To gain a better understanding of the remedies that are available for wage and hour claims, it is important to know what laws are involved in wage and hour claims. It is also necessary to know exactly what a wage and hour claim is first.

For starters, wage and hour laws control the basic standards for minimum wage and overtime payments in the workplace. The main law that governs employees’ wages and hours is called the Fair Labor Standards Act (FLSA). The FLSA covers employment law issues such as minimum wage rates, overtime payments, and child labor protections

In addition, the FLSA also requires employers to keep accurate records of certain details relating to their business. These may include personal information about their employees, the total daily or weekly earnings, and the total amount of wages rendered for each pay period.

Along with the FLSA, each state may have its own laws relating to wage and hour requirements. If an employer fails to perform any of these requirements, then it could result in a violation of both state and federal laws, which can have many legal consequences. 

One of those legal consequences occurs when an employee files a lawsuit against their employer due to the employer’s violation of wage and hour law requirements, that may have caused the employee financial harm. 

What are Wage and Hour Claims?

Wage and hour claims, also known as wage and salary claims, are one of the most common types of lawsuits filed in an employment law context. They involve disputes concerning either the amount of wages that an employee has earned, or the number of hours that an employee has worked. 

In general, many of these cases focus on very specific issues, such as:

  • Discrepancies in overall pay rates or salary rates;
  • Violations of state or federal minimum wage rates; 
  • Incorrect calculations for overtime wage payments;  
  • Not receiving payment for mandatory employee training sessions; 
  • Offers for compensatory time (e.g., giving an employee time off in the future, as opposed to paying them for their overtime); 
  • Disputes over terms in an employment contract; and 
  • Issues regarding the number of hours that an employee is required or permitted to work.

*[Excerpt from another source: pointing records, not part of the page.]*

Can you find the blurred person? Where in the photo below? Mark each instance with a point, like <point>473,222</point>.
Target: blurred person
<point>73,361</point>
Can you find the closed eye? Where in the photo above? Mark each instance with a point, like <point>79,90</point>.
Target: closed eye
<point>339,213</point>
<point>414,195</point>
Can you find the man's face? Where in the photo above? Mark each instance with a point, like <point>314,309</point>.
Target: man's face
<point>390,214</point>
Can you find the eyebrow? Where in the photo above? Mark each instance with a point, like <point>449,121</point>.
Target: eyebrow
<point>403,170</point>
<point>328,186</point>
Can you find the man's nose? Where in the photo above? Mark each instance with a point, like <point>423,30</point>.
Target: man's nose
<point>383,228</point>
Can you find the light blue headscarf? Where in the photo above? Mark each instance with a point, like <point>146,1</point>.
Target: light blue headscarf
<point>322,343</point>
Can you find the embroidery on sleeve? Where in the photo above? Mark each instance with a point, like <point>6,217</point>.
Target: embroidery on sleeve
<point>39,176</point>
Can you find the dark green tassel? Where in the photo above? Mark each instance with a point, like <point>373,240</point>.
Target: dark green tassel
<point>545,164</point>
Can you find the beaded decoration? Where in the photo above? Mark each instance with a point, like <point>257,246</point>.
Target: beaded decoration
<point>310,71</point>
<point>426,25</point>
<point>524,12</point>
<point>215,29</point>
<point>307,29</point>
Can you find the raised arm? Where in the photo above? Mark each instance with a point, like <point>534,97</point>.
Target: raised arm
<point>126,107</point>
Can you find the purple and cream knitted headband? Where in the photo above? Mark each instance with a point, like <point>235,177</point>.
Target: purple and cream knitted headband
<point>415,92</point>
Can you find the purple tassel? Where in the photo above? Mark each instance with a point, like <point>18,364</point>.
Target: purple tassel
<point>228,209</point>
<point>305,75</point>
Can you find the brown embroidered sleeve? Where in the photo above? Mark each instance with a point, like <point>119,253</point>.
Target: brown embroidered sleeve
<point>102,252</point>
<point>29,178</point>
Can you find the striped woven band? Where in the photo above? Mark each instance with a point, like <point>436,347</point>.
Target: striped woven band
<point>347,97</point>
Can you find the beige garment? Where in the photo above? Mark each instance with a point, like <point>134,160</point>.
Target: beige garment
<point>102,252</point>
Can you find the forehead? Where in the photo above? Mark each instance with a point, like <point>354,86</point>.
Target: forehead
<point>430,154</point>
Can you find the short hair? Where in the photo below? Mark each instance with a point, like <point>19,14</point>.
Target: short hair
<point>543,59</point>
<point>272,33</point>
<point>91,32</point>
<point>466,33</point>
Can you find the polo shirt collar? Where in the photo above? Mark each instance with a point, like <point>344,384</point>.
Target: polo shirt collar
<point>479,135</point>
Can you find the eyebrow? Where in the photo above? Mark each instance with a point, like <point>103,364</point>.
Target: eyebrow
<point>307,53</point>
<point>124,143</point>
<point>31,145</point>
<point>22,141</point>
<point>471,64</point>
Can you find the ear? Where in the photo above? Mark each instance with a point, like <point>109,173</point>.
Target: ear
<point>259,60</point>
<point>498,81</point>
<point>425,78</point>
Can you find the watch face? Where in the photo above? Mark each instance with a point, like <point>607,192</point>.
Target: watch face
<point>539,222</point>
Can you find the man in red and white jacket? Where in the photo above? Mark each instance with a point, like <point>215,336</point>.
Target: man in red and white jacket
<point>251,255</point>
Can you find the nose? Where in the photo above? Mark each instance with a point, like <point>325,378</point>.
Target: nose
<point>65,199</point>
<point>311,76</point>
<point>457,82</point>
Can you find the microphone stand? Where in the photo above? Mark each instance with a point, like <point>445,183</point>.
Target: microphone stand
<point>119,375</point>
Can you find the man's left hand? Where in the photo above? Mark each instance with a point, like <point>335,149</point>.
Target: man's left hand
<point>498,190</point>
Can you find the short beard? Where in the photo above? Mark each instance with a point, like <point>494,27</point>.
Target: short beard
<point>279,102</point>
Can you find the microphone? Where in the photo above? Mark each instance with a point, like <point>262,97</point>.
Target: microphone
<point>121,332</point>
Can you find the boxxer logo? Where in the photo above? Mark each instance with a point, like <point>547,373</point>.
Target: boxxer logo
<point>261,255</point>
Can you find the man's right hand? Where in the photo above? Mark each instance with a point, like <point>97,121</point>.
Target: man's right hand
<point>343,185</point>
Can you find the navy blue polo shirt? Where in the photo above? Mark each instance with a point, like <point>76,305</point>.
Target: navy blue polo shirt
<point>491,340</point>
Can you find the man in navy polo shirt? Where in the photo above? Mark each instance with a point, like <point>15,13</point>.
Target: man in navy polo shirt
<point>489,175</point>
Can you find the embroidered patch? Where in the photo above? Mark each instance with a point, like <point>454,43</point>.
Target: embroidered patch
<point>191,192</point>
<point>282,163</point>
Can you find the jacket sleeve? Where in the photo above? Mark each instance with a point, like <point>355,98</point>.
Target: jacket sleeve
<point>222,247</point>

For instance, one scenario that frequently occurs is when an employer fails to pay a worker their overtime wages, even though that worker is entitled to such pay. Since these kinds of disputes often involve claims for unpaid wages, they usually require some form of monetary remedy (e.g., back pay).

As such, it is a good idea to speak with a lawyer about wage and hour claims. Not only can a lawyer help you to navigate your case, but they also can discuss what your best available options are for remedies, which you can then request as part of your claim.

What are Some Common Remedies for Wage and Hour Claims?

Most wage and hour claims result in a monetary damages award that is issued by the employer to the claimant. This award can help the employee (claimant) to recover costs that were lost due to the employer’s actions or inaction.

In general, damage awards cover the unpaid wages, plus other potential losses that might be related to the employee’s claim, such as loss of profits on a deal.

Additionally, other remedies might include: 

  • Requiring that the employer change their payment and hour policies, so that they conform with both state and federal laws; 
  • Investigating the company’s overall record-keeping practices;
  • Firing a particular supervisor or manager; and
  • Reinstating the worker back to their previous position (this only occurs when the employee was also terminated in connection with the dispute). 

How are Wage and Hour Disputes Proven?

Wage and hour disputes often involve reviewing many different employee documents and statements. These documents and items generally might include:

  • Pay stubs;
  • Work logs (e.g., showing when an employee clocks in and out of work, etc.); 
  • Tax paperwork; 
  • Receipts; 
  • Independent contractor agreements; and 
  • Various other documents that can be used to prove the employee’s necessary wage amounts and the actual number of hours that they worked.

In addition, witness testimony may also be provided as evidence. For example, an employee’s coworkers can give statements about their own payment situations. 

Should I Hire a Lawyer to Help with a Wage and Hour Claim?

Wage and hour claims often involve some fairly complex legal issues. If you think you need representation for a wage and hour dispute, you may want to consider hiring a local employment law attorney

A local employment law attorney can provide information about the laws in your state, how they relate to your specific claim, and also discuss what rights you have in regard to your wages as an employee.

Additionally, should you need to appear in court for some reason, or file an investigation with a state agency, an employment law attorney can assist you with those particular matters as well.